By: Michael Casey, Peter Panken, and Steven Swirsky
The new Obama National Labor Relations Board (“NLRB” or the “Board”) has signaled that it will likely be granting union organizers the right to enter employers’ premises to conduct union organizing activity. This would reverse a trend in the last few years of preserving an employer's property rights, and of confining union organizers to areas outside of an employer's private premises, including those areas open to the public, in hotels, restaurants, clubs and other hospitality venues where non-employees are allowed access.
It has long been the law that an employer is generally permitted to limit access to its private property, so long as the employer does not discriminate against outside union organizers. However, it has been widely recognized that the exception of allowing charitable and sometimes civic organizations to solicit on company premises has not opened the floodgates to union organizers.
But the newly constituted NLRB, composed of a majority of attorneys who had in their law practices represented unions, has now issued an invitation "for all interested parties to file briefs regarding the question of what legal standard the Board should apply in determining whether an employer has discriminated against nonemployee union agents seeking property access."
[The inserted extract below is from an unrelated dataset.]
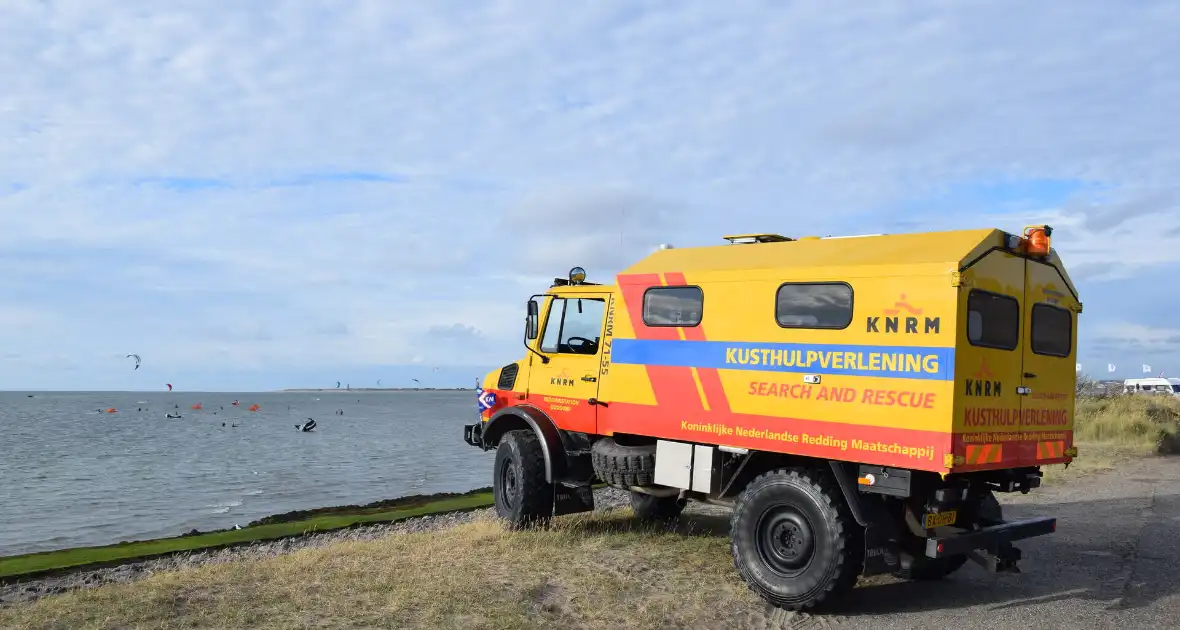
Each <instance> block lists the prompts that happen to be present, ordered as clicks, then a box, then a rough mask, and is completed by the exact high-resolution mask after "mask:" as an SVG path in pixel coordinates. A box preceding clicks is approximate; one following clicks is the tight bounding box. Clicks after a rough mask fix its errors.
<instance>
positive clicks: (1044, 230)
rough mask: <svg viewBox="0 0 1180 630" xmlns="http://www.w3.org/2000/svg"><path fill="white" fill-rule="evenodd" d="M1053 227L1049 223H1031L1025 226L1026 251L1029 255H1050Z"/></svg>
mask: <svg viewBox="0 0 1180 630" xmlns="http://www.w3.org/2000/svg"><path fill="white" fill-rule="evenodd" d="M1051 235H1053V228H1050V227H1048V225H1029V227H1028V228H1024V238H1023V242H1024V252H1025V254H1028V255H1029V256H1048V255H1049V236H1051Z"/></svg>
Given the current composition of the NLRB, which has supported union positions over those of management in virtually every case decided by it since the new members were seated this past spring, we fully expect a decision that greatly expands the rights of non-employee union organizers to enter an employer's premises to engage in union activity. The Board would not have issued its "invitation" if it planned to reaffirm existing interpretations of law.
Epstein Becker Green intends to file an Amicus Brief with the NLRB in support of the greatest possible protection of Employer rights to bar outsiders from their premises.
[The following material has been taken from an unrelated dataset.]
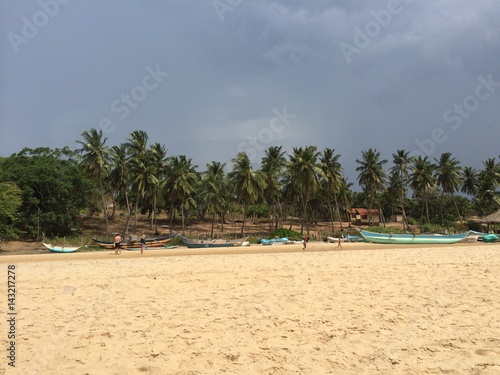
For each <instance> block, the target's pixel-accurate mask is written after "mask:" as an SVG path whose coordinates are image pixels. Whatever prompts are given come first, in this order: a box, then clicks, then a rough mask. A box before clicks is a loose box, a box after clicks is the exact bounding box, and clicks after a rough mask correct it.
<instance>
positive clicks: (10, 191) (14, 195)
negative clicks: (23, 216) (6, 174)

WHAT HOSPITALITY INDUSTRY EMPLOYERS SHOULD DO NOW
Employers are well advised to consider the following actions to preserve, as best possible, intended restriction and to ready their businesses for a likely change in Board law:
1. Review all existing rules and policies prohibiting non-employees from soliciting on company premises, as well as those restricting solicitations by employees to be sure that the rules themselves do not create undue risks.
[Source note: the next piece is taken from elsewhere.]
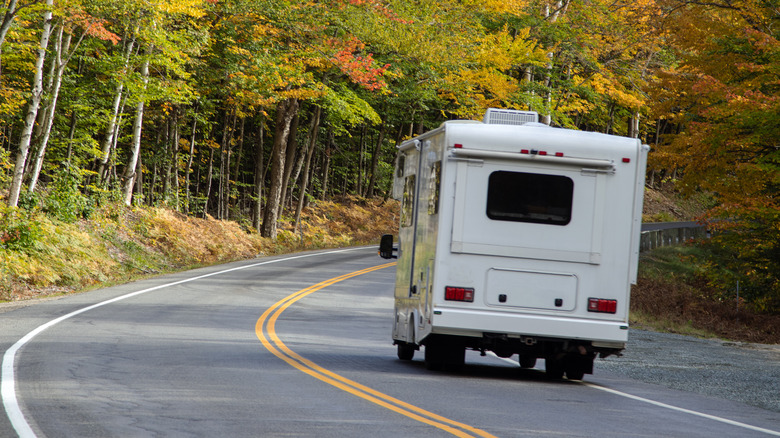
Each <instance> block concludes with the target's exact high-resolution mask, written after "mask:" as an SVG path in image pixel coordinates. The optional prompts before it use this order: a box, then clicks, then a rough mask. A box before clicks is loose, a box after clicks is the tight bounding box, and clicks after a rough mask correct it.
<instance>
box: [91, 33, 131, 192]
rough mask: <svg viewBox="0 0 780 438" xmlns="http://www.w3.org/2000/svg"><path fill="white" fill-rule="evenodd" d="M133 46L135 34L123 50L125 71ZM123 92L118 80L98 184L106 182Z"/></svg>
mask: <svg viewBox="0 0 780 438" xmlns="http://www.w3.org/2000/svg"><path fill="white" fill-rule="evenodd" d="M134 46H135V34H133V36H132V38H131V39H130V41H129V42H128V43H127V48H126V49H125V69H127V66H128V65H129V63H130V55H131V54H132V53H133V47H134ZM123 91H124V84H123V83H122V81H121V80H120V81H119V82H118V83H117V85H116V91H114V104H113V106H112V109H113V111H112V113H111V119H110V120H109V121H108V127H107V128H106V136H105V138H104V139H103V150H102V155H101V157H100V165H99V166H98V177H99V178H100V182H101V183H103V184H105V182H106V181H107V180H108V178H107V176H108V172H106V169H105V168H106V164H107V163H108V159H109V157H110V156H111V149H112V148H113V146H114V144H115V143H116V136H117V132H118V130H117V126H118V123H117V119H118V118H119V117H120V105H119V104H120V103H121V102H122V95H123Z"/></svg>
2. Revise those rules and policies that are most likely to be subject to adverse scrutiny by the NLRB.
3. Review the manner in which such rules and policies are applied and administered to ensure that lawful non-solicitation rules are consistently enforced and appropriate documentation is maintained.
4. Establish protocols to monitor the enforcement of the rules and to maintain written records of communications regarding such rules and policies and their application.
5. Consult with counsel promptly when any non-employees, including union organizers, seek permission or attempt to enter company premises, to assess vulnerability to unfair labor practice charges, discover what actions may be taken lawfully, and assess the precedential value of decisions made and actions taken.
6. Assess the risk associated with allowing charitable solicitations on company premises (although many employers allow United Way solicitations and similar solicitations, these employers may be well advised to have such solicitations conducted by off-duty employees rather than outsiders).